There may be a number of questions and concerns going through your mind in response to the coronavirus crisis – two of which may be, how do I stop myself from going stir crazy, and how can I stay fit over the next few weeks if I have to stay at home?
The good news is that the exponential growth of technology over the last couple of decades has led to the home workout becoming a popular option for many people. The days of having to rely solely on that one trusted workout DVD brought out by your favourite celebrity are long gone! Today, Youtube, fitness apps and live streaming on social media are just some of the many ways that people are joining an ever growing fitness revolution – from the comfort of their living room.

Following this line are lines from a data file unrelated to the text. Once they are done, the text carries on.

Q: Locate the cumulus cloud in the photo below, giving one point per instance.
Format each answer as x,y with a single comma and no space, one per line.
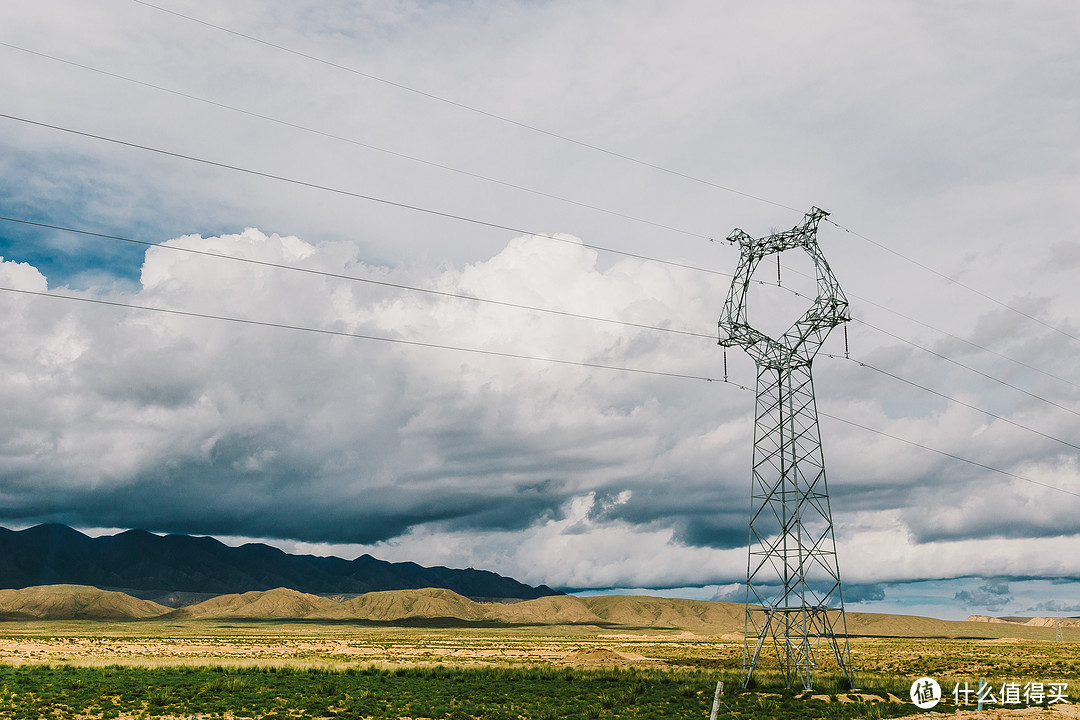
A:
553,473
991,596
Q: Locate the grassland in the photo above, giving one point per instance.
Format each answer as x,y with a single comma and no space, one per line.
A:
408,657
279,669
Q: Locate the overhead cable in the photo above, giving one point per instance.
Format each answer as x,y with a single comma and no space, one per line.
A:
349,193
462,106
967,367
360,336
590,146
362,145
369,281
953,399
416,343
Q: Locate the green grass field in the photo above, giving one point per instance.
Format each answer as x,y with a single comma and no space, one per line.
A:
90,669
45,691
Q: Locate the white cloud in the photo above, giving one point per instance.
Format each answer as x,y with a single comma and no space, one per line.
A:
944,136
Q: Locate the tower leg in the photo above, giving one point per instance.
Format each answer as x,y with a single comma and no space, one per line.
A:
794,597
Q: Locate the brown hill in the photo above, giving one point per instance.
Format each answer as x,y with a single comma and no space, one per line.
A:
437,606
75,602
429,603
279,603
1030,622
640,611
563,610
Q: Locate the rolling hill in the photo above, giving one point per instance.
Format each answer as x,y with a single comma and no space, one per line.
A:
439,607
160,567
73,602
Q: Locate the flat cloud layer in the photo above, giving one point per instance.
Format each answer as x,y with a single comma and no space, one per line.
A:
928,130
558,473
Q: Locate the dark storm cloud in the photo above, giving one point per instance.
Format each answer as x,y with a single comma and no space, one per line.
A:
569,475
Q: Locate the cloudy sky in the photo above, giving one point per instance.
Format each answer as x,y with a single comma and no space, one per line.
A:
585,159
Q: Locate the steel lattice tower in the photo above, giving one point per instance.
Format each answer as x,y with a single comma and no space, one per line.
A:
793,579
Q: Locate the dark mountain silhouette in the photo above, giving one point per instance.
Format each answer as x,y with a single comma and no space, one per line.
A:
152,566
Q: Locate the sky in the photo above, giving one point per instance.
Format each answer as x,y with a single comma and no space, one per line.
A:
577,166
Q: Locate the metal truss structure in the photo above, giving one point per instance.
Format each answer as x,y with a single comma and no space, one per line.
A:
794,599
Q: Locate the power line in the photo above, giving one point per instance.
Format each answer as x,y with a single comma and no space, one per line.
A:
349,193
590,146
417,343
945,357
949,454
968,367
462,106
360,144
359,336
959,284
963,340
953,399
280,266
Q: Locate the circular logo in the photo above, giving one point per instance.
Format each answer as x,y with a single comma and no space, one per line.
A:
926,693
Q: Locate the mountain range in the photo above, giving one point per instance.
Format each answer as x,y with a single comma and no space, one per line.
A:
176,569
442,608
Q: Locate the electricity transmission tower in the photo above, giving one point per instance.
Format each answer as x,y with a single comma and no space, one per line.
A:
793,580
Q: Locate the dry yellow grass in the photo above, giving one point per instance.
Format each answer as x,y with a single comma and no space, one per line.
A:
73,601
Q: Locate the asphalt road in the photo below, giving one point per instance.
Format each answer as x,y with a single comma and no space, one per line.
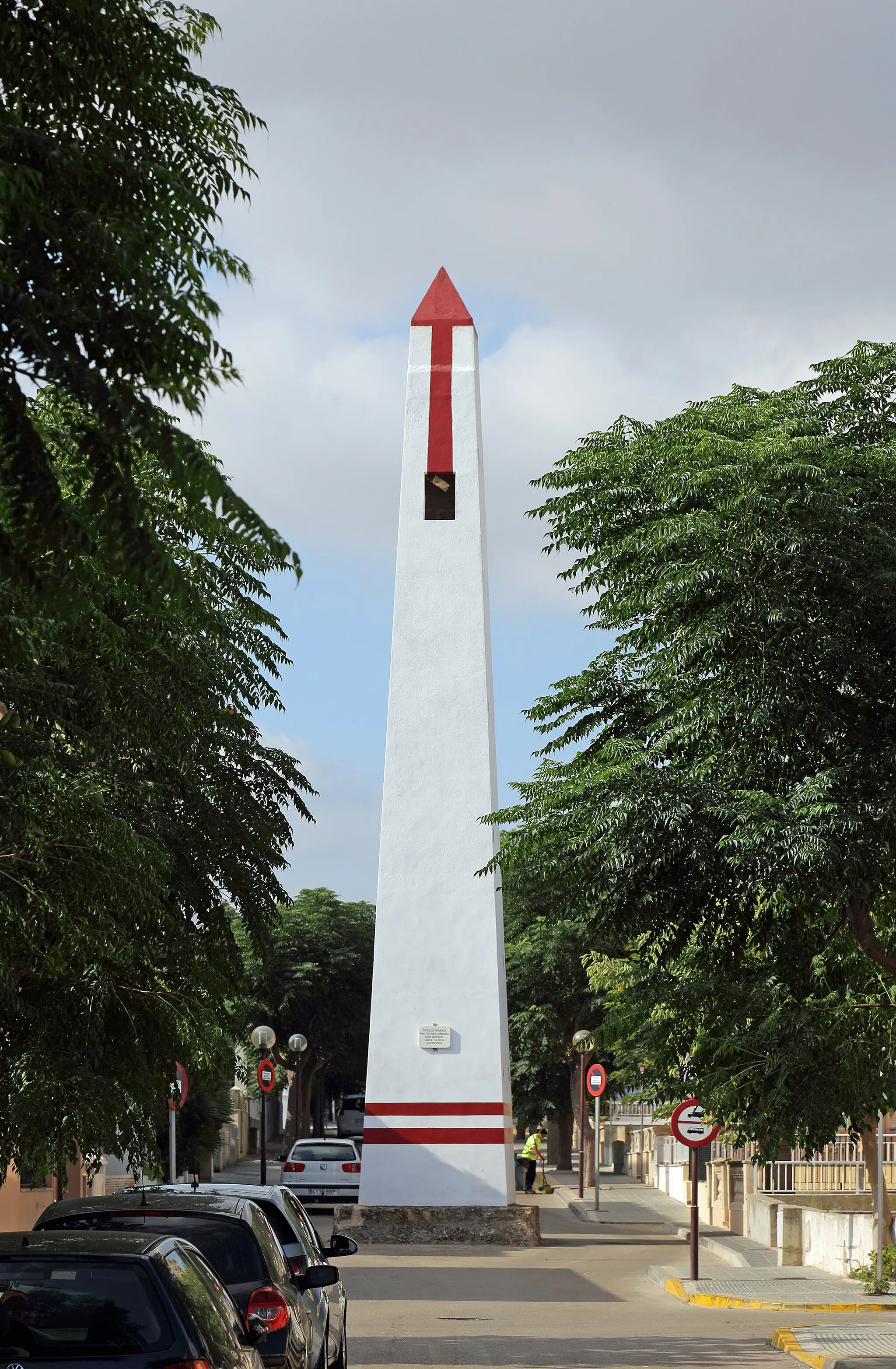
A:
579,1300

Whether you’re completely new to exercise or you hit the gym several times a week, there are home workouts of all types and levels that can help you to look after your mental and physical health during the lockdown (and beyond). The majority of them don’t require any equipment and the ones that do can be done using everyday items that you’re likely to have lying around the house. You can also take some simple steps everyday to start being more active in your everyday routine.
If you’re looking for some home workout inspiration – or just somewhere to start, then the following seven ideas may be useful.
1. Build strength using everyday items you can find around the house
There are plenty of everyday items in virtually every household, that can double-up as exercise equipment to help you build strength at home. For example, you could try using cans or bottles of drinks as small weights, to do bicep curls or a chair to do some seated squats.
If you’re looking for some strength-training routines that you could follow, then the NHS has created a helpful guide, which will show you how to do some basic strength exercises – many of which can be done with a chair or some small bicep weights. The British Heart Foundation also has a helpful video on working out at home using everyday items such as rice, or a bag of potatoes, which you can find here.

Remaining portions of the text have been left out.